Едва покинув дом, я практически столкнулась лицом к лицу с темненькой девушкой, что совсем недавно стала причиной схватки между двумя зверями. Она выглядела целой и невредимой, уже в новом платье, но почему-то прямо-таки втянула голову в плечи, сначала шарахнувшись от нас, а потом постаравшись быстро проскользнуть в дом. Еще одна напуганная страшной вештицей-чужачкой? Но проследив, куда она опасливо зыркнула, проносясь мимо, я поняла, что глядела она как раз на Ронра, а тот в ответ сверлил пострадавшую откровенно злым и даже презрительным взглядом. И когда дверь за девушкой захлопнулась, сын предводителя еще с пару секунд не отворачивался, кривя пухлые губы.
— Что-то не так? — спросила я у него. — Мне кажется, или ты сердит на эту бедняжку?
— Бедняжку? — с отвращением фыркнул Ронра. — Ее вина, что сегодня случилось то… что ты видела. А теперь она тут шастает мышью, как ни в чем не бывало, а парням сидеть в капонире неизвестно сколько. Бестолковая вертихвостка!
— Люди влюбляются, знаешь ли, и ничего с этим не могут поделать. Это не их вина, а просто жизнь. — Да уж, я же такая опытная, чтобы поучать его.
— Да какая там любовь, Греймунна, — закатил глаза парень, шагая рядом. — Скучно ей стало одного дожидаться, вот она к другому и переметнулась. Кто так делает? Стравливать двух молодых в такой момент, да еще и братьев?
— А у самого второго брата разве мозгов не было не связываться? — возмущенно спросила я.
— Я об этом тоже думал, — процедил мой провожатый. — Да только мы, мужчины, в женских руках что то тесто у Нарги. Мягкие, лепи, что хочешь, лишь бы трогала.
— Много ты об этом знаешь в твоем-то возрасте! — усмехнулась я.

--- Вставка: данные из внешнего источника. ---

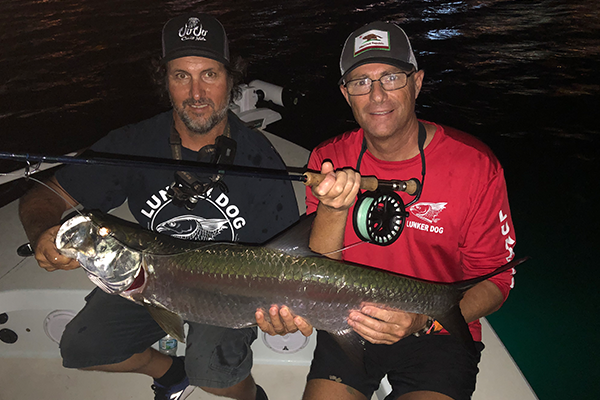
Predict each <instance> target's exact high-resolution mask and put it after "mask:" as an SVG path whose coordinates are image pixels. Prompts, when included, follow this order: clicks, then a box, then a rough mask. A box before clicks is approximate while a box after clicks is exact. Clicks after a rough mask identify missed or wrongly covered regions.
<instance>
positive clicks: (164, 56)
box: [160, 48, 229, 66]
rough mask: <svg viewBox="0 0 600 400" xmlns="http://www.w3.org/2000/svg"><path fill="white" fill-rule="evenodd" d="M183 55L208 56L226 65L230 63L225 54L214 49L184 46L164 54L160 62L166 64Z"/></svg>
mask: <svg viewBox="0 0 600 400" xmlns="http://www.w3.org/2000/svg"><path fill="white" fill-rule="evenodd" d="M182 57H206V58H210V59H211V60H215V61H218V62H220V63H221V64H223V65H225V66H228V65H229V60H227V59H225V58H224V57H223V55H221V54H217V53H215V52H212V51H207V50H201V49H197V48H182V49H177V50H175V51H172V52H170V53H169V54H167V55H166V56H164V57H163V58H162V59H161V60H160V63H161V65H164V64H166V63H168V62H169V61H171V60H175V59H176V58H182Z"/></svg>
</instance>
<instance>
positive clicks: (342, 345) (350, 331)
mask: <svg viewBox="0 0 600 400" xmlns="http://www.w3.org/2000/svg"><path fill="white" fill-rule="evenodd" d="M330 335H331V337H332V338H333V340H334V341H335V342H336V343H337V344H338V345H339V346H340V347H341V348H342V350H343V351H344V353H345V354H346V356H348V359H349V360H350V362H351V363H352V364H354V365H355V366H357V367H359V368H361V369H362V370H364V368H365V361H364V357H365V339H363V338H362V336H360V335H359V334H358V333H356V332H355V331H354V330H353V329H352V328H348V329H344V330H340V331H336V332H330Z"/></svg>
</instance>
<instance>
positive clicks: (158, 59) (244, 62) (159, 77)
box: [151, 56, 248, 104]
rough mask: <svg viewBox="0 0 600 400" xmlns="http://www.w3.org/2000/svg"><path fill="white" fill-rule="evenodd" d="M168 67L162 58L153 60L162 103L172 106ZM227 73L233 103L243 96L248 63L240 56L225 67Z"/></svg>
mask: <svg viewBox="0 0 600 400" xmlns="http://www.w3.org/2000/svg"><path fill="white" fill-rule="evenodd" d="M167 65H168V63H164V64H161V63H160V58H154V59H153V60H152V71H151V75H152V80H153V81H154V83H155V84H156V89H157V91H158V95H159V96H160V99H161V101H163V102H165V103H166V104H171V100H170V98H169V82H168V79H167ZM223 66H224V67H225V70H226V71H227V79H228V80H229V84H230V86H231V91H230V100H229V101H230V102H231V103H233V102H234V101H235V100H237V99H239V98H240V97H241V95H242V89H241V87H240V84H242V83H243V81H244V79H245V78H246V70H247V68H248V63H247V62H246V60H244V59H243V58H242V57H240V56H235V57H232V59H231V62H230V63H229V65H223Z"/></svg>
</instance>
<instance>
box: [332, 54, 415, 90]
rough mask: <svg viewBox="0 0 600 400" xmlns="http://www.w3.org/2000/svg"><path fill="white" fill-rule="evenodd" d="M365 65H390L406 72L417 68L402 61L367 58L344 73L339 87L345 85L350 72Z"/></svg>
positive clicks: (344, 72)
mask: <svg viewBox="0 0 600 400" xmlns="http://www.w3.org/2000/svg"><path fill="white" fill-rule="evenodd" d="M365 64H388V65H392V66H394V67H398V68H400V69H401V70H404V71H412V70H413V69H415V66H414V65H412V64H411V63H407V62H404V61H400V60H395V59H393V58H385V57H373V58H367V59H365V60H362V61H359V62H357V63H356V64H354V65H352V66H351V67H350V68H348V70H347V71H346V72H344V75H342V77H341V78H340V80H339V81H338V85H341V84H343V83H344V78H346V76H348V74H349V73H350V72H352V71H354V70H355V69H356V68H358V67H360V66H361V65H365Z"/></svg>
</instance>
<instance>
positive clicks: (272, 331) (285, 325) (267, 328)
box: [255, 305, 313, 337]
mask: <svg viewBox="0 0 600 400" xmlns="http://www.w3.org/2000/svg"><path fill="white" fill-rule="evenodd" d="M255 315H256V323H257V324H258V327H259V328H260V329H261V330H262V331H263V332H266V333H267V334H269V335H271V336H275V335H281V336H283V335H287V334H288V333H294V332H296V331H300V332H302V334H303V335H304V336H307V337H308V336H310V335H311V334H312V331H313V327H312V325H311V324H309V323H308V322H307V321H306V320H305V319H304V318H302V317H299V316H295V315H293V314H292V312H291V311H290V309H289V308H287V307H286V306H283V307H281V309H280V308H279V307H278V306H276V305H273V306H271V308H269V317H270V321H271V322H269V319H268V318H267V316H266V315H265V311H264V310H262V309H258V310H256V314H255Z"/></svg>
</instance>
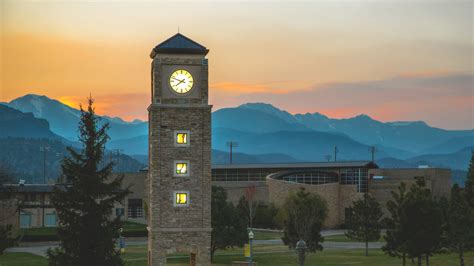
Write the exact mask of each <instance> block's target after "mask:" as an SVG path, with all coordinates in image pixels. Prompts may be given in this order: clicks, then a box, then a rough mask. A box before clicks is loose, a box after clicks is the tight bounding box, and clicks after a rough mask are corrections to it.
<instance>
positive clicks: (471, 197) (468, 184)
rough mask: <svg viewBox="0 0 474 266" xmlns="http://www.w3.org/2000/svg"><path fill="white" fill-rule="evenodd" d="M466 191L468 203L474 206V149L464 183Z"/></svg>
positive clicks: (471, 205)
mask: <svg viewBox="0 0 474 266" xmlns="http://www.w3.org/2000/svg"><path fill="white" fill-rule="evenodd" d="M464 193H465V195H466V199H467V203H468V204H469V206H470V207H471V208H474V150H473V151H472V155H471V161H470V162H469V168H468V170H467V177H466V182H465V183H464Z"/></svg>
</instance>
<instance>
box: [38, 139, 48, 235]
mask: <svg viewBox="0 0 474 266" xmlns="http://www.w3.org/2000/svg"><path fill="white" fill-rule="evenodd" d="M49 150H50V147H48V146H41V147H40V151H42V152H43V184H44V185H46V152H48V151H49ZM42 196H43V197H42V200H43V203H42V204H41V206H42V209H43V215H42V216H43V217H42V219H41V221H42V226H43V227H44V204H45V202H46V193H42Z"/></svg>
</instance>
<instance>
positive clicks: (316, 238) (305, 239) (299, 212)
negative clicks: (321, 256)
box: [278, 189, 328, 252]
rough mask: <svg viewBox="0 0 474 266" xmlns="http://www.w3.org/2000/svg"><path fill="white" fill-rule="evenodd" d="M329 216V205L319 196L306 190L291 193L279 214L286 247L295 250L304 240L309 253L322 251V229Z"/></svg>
mask: <svg viewBox="0 0 474 266" xmlns="http://www.w3.org/2000/svg"><path fill="white" fill-rule="evenodd" d="M327 214H328V208H327V203H326V201H325V200H324V199H322V198H321V197H320V196H319V195H318V194H315V193H309V192H306V191H304V189H301V190H299V191H298V192H297V193H290V195H289V196H288V197H287V198H286V200H285V203H284V204H283V206H282V207H281V208H280V209H279V214H278V216H279V218H280V219H279V220H280V223H281V226H282V228H283V234H284V236H283V238H282V240H283V242H284V243H285V245H287V246H288V247H290V248H295V247H296V243H297V242H298V241H299V240H304V241H305V242H306V245H307V247H308V251H309V252H316V251H317V250H322V249H323V246H322V245H321V242H323V241H324V238H323V237H322V235H321V229H322V226H323V222H324V220H325V219H326V217H327Z"/></svg>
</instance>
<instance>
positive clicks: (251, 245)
mask: <svg viewBox="0 0 474 266" xmlns="http://www.w3.org/2000/svg"><path fill="white" fill-rule="evenodd" d="M253 236H254V235H253V232H252V229H250V231H249V242H250V258H249V266H252V265H253V262H252V241H253Z"/></svg>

— Знать, может, и не знаю, а все не без глаз. — И он многозначительно посмотрел на меня, открывая дверь конюшни.
ГЛАВА 22
Оказалось, мы с Ронра пришли как раз во время ежедневной чистки денников. Несколько молодых аниров выводили по очереди лошадей из стойл, и пока один из них быстро и сноровисто проходился щеткой по густой шкуре, расчесывал и так ухоженные гривы да осматривал и ощупывал копыта, двое других успевали вычистить стойло от навоза, нагружая им большую тележку, и подсыпать новую подстилку. Я даже ненадолго застряла на месте, с восхищением наблюдая за такими спорыми и дружными движениями юношей. Заметив нас, они только поприветствовали взмахами рук и вернулись к своей работе. Однако, пройдя по проходу и остановившись напротив конюшни вороного, я недовольно нахмурилась. Вычищены были все соседние денники, а в его была все такая же многодневная грязь.
— Уважаемые, я восхищена слаженностью и скоростью вашей работы, — громко произнесла я, поворачиваясь к уборщикам, и те уставились на меня в ответ с непониманием. Видно, им никто до этого не выражал восхищения по поводу их подобных способностей. — Но могу я узнать, почему этот великолепный жеребец обойден вашим вниманием и содержится в столь удручающем состоянии?
Парни поморгали, переглянулись, будто решая, кто будет отвечать нахальной и, вероятно, опасной чужачке.
— Так бешеный он совсем, — решился наконец тот, что выглядел моложе остальных, — старый оброть снял, хитрец некошный, а новый одевать не дается — дерется как одержимый. А как его без обротя выводить? А не выведешь — не почистишь, зашибет еще. Потом же на место только силой гнать, а предводитель шибко не любит, когда с животинами грубо обходятся.